Dung beetles can be found on almost every continent including Africa, where it is almost impossible to set out on a safari without rolling past one of these scarabs hard at work! Though it may seem the most unlikely of environmental heroes, the dung beetle might just be a weapon in the battle against global warming.
Agriculture, you see, is a gassy business. The 1.3 billion large ruminants—dairy cows and beef cattle, buffalo, sheep, goats—that burp, pass gas, and and fertilize grounds around the world emit more greenhouse gases than does the transportation industry, according to the UN.

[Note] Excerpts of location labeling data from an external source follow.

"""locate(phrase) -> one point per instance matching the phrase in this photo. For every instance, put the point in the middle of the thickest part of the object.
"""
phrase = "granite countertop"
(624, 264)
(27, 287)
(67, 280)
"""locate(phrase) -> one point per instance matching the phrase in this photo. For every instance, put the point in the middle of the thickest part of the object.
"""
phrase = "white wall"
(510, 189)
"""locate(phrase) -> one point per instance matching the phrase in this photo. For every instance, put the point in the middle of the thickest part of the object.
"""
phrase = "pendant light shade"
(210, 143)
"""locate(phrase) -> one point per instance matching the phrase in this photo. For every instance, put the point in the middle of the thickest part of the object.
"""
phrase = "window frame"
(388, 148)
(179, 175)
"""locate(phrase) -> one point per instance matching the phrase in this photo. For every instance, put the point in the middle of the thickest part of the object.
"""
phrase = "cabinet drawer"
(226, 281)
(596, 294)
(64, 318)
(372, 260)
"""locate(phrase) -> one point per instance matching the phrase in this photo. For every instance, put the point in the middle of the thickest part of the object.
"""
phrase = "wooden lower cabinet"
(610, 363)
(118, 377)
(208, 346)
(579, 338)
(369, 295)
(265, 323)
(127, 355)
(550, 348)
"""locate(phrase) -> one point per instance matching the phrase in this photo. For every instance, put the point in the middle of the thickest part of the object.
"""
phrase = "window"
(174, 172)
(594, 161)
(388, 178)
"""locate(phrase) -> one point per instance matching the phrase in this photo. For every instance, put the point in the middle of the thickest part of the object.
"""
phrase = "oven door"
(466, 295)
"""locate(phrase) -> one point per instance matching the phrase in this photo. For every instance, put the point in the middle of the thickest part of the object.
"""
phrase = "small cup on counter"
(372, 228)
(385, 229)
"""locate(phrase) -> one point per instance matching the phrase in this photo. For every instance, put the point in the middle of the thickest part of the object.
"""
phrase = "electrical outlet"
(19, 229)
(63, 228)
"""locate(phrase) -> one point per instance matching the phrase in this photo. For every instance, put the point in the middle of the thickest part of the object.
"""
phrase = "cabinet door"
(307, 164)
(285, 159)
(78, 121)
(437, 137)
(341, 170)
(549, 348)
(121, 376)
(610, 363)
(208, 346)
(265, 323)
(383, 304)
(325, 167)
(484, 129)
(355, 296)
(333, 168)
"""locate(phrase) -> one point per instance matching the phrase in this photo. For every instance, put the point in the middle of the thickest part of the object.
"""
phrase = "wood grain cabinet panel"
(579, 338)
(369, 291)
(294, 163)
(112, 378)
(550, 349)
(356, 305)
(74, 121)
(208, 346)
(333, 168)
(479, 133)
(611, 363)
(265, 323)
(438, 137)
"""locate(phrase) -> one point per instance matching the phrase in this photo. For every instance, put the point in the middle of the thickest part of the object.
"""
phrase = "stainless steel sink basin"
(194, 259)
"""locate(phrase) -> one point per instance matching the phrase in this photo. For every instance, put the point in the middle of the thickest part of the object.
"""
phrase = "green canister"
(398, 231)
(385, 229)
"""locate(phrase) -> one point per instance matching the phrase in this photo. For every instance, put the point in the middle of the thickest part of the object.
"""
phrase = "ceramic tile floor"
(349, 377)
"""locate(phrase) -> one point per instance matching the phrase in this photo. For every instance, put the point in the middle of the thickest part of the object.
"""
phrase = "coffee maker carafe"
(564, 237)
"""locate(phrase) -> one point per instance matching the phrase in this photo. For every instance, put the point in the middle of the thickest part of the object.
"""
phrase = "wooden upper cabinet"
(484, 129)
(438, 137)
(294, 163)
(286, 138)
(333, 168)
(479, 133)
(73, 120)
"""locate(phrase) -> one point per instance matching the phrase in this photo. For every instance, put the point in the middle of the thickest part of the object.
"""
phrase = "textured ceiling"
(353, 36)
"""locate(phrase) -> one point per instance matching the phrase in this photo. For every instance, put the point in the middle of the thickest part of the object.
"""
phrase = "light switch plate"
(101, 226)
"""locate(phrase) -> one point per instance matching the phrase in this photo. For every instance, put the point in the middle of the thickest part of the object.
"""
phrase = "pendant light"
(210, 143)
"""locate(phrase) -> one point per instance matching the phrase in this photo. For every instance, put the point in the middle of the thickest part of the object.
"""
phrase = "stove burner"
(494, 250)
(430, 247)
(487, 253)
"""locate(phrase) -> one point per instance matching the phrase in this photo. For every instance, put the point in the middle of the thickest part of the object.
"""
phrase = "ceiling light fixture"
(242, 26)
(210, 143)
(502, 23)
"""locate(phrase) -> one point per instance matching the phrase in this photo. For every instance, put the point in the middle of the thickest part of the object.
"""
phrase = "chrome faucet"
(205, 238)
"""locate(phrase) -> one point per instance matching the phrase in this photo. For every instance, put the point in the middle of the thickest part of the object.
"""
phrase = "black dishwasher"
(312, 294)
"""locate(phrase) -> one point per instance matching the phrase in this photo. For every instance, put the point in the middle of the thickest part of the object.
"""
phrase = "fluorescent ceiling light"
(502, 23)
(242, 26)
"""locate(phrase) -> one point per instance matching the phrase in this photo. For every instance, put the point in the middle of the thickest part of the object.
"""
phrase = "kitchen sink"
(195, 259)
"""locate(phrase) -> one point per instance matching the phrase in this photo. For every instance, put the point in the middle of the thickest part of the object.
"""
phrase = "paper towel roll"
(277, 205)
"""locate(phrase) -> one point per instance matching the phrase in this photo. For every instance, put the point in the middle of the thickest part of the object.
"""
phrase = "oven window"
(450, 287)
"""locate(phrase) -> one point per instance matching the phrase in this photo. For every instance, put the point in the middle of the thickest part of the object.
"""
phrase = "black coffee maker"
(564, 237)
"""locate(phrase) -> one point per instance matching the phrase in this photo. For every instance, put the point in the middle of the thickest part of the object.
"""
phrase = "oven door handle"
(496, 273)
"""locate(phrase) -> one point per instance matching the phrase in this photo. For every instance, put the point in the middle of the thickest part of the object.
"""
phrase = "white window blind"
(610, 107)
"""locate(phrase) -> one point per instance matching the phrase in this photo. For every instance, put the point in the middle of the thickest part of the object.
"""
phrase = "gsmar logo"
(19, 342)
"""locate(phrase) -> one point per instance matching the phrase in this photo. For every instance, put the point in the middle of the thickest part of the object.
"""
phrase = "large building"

These animals are responsible for about a third of global emissions of methane, a gas that makes up half of farming’s contribution and is even more potent than the much-maligned CO2. (The other big methane offenders: the natural gas/petroleum industries and landfills.)
So any animal helping to quell gas release invites investigation. In a paper published August 7 in the journal PLOS ONE, Atte Penttilä and colleagues from the University of Helsinki report on experiments designed to see whether dung beetles affect how much methane is released from cow patties, the dung heaps that dot farm pastures. Dung beetles, by the way, dig burrows into pasture feces and feed on the droppings of cows and other ruminants. They also deposit their eggs in the excrement, and their hatchlings feed on the same stuff.
The answer to the methane question was yes. The scientists found that cow patties with beetles, specifically Aphodius species, rummaging around in them released nearly 40 percent less methane over a summer period than beetle-free cowpats did.
The beetles’ good work happens mainly as they dig around in the dung. Methane is born under anaerobic, or oxygen-free, conditions. So as the insects tunnel through the dung, they aerate it, changing the conditions so that less methane is produced within the pats. This translates to less methane gas released into the atmosphere.
“In terms of the net effect on global warming, I’d say the jury is still out,” said study co-author Tomas Roslin. “Much of the methane emission from cattle escapes from the gases emitted from the animal; less escapes from the dung pats. But the beetles’ actions should be weighed into any calculations of net effects, so we don’t miss the mark,” he said.